In Lizan’s view, all these factors are present in Moldova, but they are coming together to push that country in an entirely different direction than many might expect.
According to him, the election was fraudulent not only because of corruption and fraud within Moldova, but because Chisinau supposedly suppressed voting by Moldovans living and working in the Russian Federation. There are nearly 700,000 of them. Most, he says, could be counted on to support a pro-Moscow position. But only about 5,000 voted.

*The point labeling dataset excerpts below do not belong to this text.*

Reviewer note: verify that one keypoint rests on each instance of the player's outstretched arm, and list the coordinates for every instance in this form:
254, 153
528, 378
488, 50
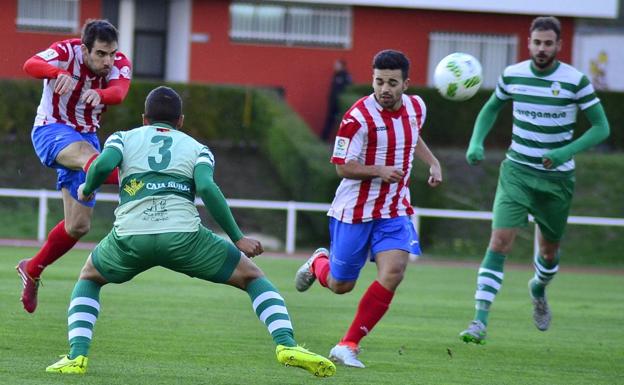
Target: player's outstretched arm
41, 69
423, 153
598, 132
99, 170
485, 120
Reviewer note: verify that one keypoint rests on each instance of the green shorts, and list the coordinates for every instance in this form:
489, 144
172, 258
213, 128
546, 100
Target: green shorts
545, 195
200, 254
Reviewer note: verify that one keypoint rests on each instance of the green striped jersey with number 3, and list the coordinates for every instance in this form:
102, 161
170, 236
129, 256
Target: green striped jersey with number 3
157, 191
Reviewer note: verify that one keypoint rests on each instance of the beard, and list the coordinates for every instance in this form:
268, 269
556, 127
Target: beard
542, 62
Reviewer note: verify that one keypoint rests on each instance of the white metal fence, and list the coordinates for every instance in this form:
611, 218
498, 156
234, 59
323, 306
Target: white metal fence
291, 208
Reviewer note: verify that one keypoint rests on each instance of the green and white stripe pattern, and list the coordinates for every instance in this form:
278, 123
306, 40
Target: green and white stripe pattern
270, 308
489, 283
157, 191
84, 309
544, 274
544, 110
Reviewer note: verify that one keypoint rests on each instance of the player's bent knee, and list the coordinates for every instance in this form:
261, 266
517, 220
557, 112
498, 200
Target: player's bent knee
78, 230
341, 287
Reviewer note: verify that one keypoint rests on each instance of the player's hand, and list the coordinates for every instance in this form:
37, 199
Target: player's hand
82, 197
90, 97
391, 174
249, 247
475, 154
64, 84
554, 158
435, 175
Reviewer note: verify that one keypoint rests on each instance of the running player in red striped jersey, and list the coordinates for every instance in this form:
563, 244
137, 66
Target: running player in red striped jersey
375, 146
80, 78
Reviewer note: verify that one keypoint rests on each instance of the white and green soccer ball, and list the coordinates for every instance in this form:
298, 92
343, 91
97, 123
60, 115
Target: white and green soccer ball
458, 76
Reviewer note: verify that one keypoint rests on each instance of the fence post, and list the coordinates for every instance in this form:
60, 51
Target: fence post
535, 241
43, 215
291, 225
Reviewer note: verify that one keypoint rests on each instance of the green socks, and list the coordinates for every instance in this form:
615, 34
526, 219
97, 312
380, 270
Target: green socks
81, 316
489, 281
544, 272
271, 310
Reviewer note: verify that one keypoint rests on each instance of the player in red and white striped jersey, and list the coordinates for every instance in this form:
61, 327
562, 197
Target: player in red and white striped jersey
80, 78
376, 143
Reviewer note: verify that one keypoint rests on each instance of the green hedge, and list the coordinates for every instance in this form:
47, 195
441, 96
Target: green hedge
450, 124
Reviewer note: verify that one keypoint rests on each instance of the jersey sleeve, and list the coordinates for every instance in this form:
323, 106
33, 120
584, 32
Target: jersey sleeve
58, 54
49, 63
115, 141
205, 157
349, 140
501, 91
122, 68
421, 111
585, 95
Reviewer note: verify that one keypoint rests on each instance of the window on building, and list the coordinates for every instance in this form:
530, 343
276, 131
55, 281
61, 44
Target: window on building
150, 39
494, 52
48, 15
289, 24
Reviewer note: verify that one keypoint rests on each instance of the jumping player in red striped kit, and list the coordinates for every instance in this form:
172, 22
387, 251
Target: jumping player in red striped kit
80, 78
376, 143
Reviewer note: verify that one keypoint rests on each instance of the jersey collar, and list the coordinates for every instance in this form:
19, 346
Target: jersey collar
162, 125
537, 72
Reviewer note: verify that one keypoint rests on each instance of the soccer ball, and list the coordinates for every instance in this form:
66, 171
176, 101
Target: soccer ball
458, 76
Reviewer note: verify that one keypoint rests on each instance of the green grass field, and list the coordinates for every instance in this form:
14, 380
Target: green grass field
165, 328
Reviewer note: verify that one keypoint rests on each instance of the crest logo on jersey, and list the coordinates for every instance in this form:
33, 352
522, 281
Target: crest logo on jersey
340, 147
413, 122
133, 187
48, 54
125, 72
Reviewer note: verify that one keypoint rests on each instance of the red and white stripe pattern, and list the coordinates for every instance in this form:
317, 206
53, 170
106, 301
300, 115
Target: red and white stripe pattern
67, 108
374, 136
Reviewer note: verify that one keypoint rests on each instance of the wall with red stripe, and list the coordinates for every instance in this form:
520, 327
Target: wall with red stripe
18, 46
305, 73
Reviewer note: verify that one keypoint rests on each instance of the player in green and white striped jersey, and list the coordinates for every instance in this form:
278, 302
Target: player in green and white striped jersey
157, 224
537, 177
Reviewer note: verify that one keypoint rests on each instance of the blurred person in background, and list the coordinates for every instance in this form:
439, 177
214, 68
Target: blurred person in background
340, 80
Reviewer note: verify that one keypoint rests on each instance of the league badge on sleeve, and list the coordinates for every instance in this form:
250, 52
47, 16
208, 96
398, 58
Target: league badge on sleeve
340, 147
48, 54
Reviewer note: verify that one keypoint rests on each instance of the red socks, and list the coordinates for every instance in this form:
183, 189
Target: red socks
373, 305
112, 178
57, 244
320, 268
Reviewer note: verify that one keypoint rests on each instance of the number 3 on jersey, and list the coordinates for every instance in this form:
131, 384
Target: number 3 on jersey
163, 151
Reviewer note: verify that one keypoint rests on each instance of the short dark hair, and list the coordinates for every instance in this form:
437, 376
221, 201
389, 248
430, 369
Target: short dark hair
390, 59
546, 23
97, 29
163, 104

Moreover, the results – which gave pro-European parties a majority that he says they should not have received – will be used by Europe, the United States and oligarchs in Moldova to ensure that Chisinau remains on a pro-Western track and even comes down harder on those in the media and elsewhere who support a pro-Moscow orientation.
The Socialist Party and its leader Igor Dodon received the most votes, but they will be frozen out of the government, and the communists led by Vladimir Voronin may even support the pro-Western government, yet another demonstration, Lizan says, of what a mistake it is for Moscow to count on post-Soviet elites who are all too willing to sell out to the West.
The Moldovan communists, he argues, “are a conformist oligarchic force and for long years have pursued a course in Moldova of fusion with Romania.” Their oppositionist pose is just that. It is “all for show.” Instead, and just like the other oligarchs, they see their future only in terms of opposition to Moscow.
As a result, Lizan continues, “the population of Moldova already the poorest country in Europe will be completely lumpenized, and those most capable of working will leave the republic and join the more than one million-strong army of Moldovan gastarbeiters” abroad.
“The Russian language will be expelled from all spheres of public life,” he says, with it being dropped as a required subject in the schools. The regime will move to close opposition media and will intensify “Russophobic propaganda.” And it will also increase its blockade of Transdniestria.
All this sets the stage for a social and political explosion, Lizan argues, and he insists that it may begin with the Gagauz, a people few outside of Moldova have heard much about before, but one that could play a major role in what the Odnako commentator suggests could be the first pro-Moscow “color” revolution.